Talento y mirada, éstas son, parece, las dos cualidades básicas que certifican la presencia de un escritor. Ambas, como ven, confusas y difusas.

Suele en nuestros días entenderse por talento literario una vaga mezcla de habilidades tales como el oído narrativo para mantener en vilo a los lectores, un empleo preciosista del idioma entreverado de chistes ingeniosos y metáforas sorprendentes o cierta insistencia en afirmar que existen valores eternos y universales, el amor, el arte, la ironía o los celos. En efecto, a lo largo de los años he ido descubriendo que no otra cosa se entiende hoy por talento literario sino la capacidad de adular las altas pasiones, esto es, las de quienes buscan en cada libro concreto su cuota de distinción, porque ellos pertenecen al grupo que define las buenas maneras y, por tanto, las reconocen, porque ellos saben. ¿Tiene talento Andrés Barba? Por un texto suyo que he leído anterior a esta novela les diré que lo tuvo y que ha tenido también la valentía de dejarlo atrás.

La segunda cualidad es la mirada. Lo importante es la mirada, se dice; pero considerando la mayoría de las ocasiones en las que se dice, más bien parece que son filtros de colores lo que se está pidiendo, esos filtros que sirven para hacer más cursi la fotografía. (Filtros que antes se usaban con la imagen de una pareja cogida de la mano en el atardecer y hoy se usan con todo, pues cursi puede llegar a ser cualquier cosa en estos tiempos, incluso la guerra civil).

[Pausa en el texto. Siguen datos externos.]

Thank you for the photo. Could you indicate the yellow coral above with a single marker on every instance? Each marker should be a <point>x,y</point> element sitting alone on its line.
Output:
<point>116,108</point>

Una mirada cursi piden al escritor, una mirada que recoja el estereotipo gastado y antes de que empiecen a vérsele las costuras, antes de que pueda saberse qué esconde, retoque el escritor el estereotipo, le pinte unos lazos y nos lo devuelva como nuevo para que siga vigente un año más.

Una mirada cursi, y son tantos quienes la piden, y es tan abundante esa mirada hoy que, lo confieso, cuando me hablaron del libro La hermana de Katia estuve casi segura de que no me gustaría. «Katia es una bailarina de striptease, su madre es prostituta, la hermana encarna la inocencia redentora». Había leído este resumen en el periódico y pensé que una vez más iba a hallarme frente al tópico de «los ricos también lloran, los pobres son felices», recién pintado y como nuevo. Lo pensé hasta que empecé a leer. Entonces vi que iba a encontrar personajes y no prejuicios sobre los personajes.

Pues les diré que ya no pido a los escritores talento ni una mirada propia, lo único que les pido es que miren, que se tomen el trabajo de mirar. Es lo que casi nunca se encuentra porque casi nadie lo hace y es, sin embargo, lo que he encontrado en Andrés Barba, el escritor, la rara avis que no emborrona los contornos de las cosas: los define y hace el mundo comprensible. Porque quizá coincidan conmigo en que la realidad está desenfocada y en que los escritores que a lo largo de los siglos han valido la pena son los que contribuyeron a empujar un poco la rueda para que viéramos mejor en una tarea que, me gustaría creerlo, acaso se acumule a lo largo de las generaciones.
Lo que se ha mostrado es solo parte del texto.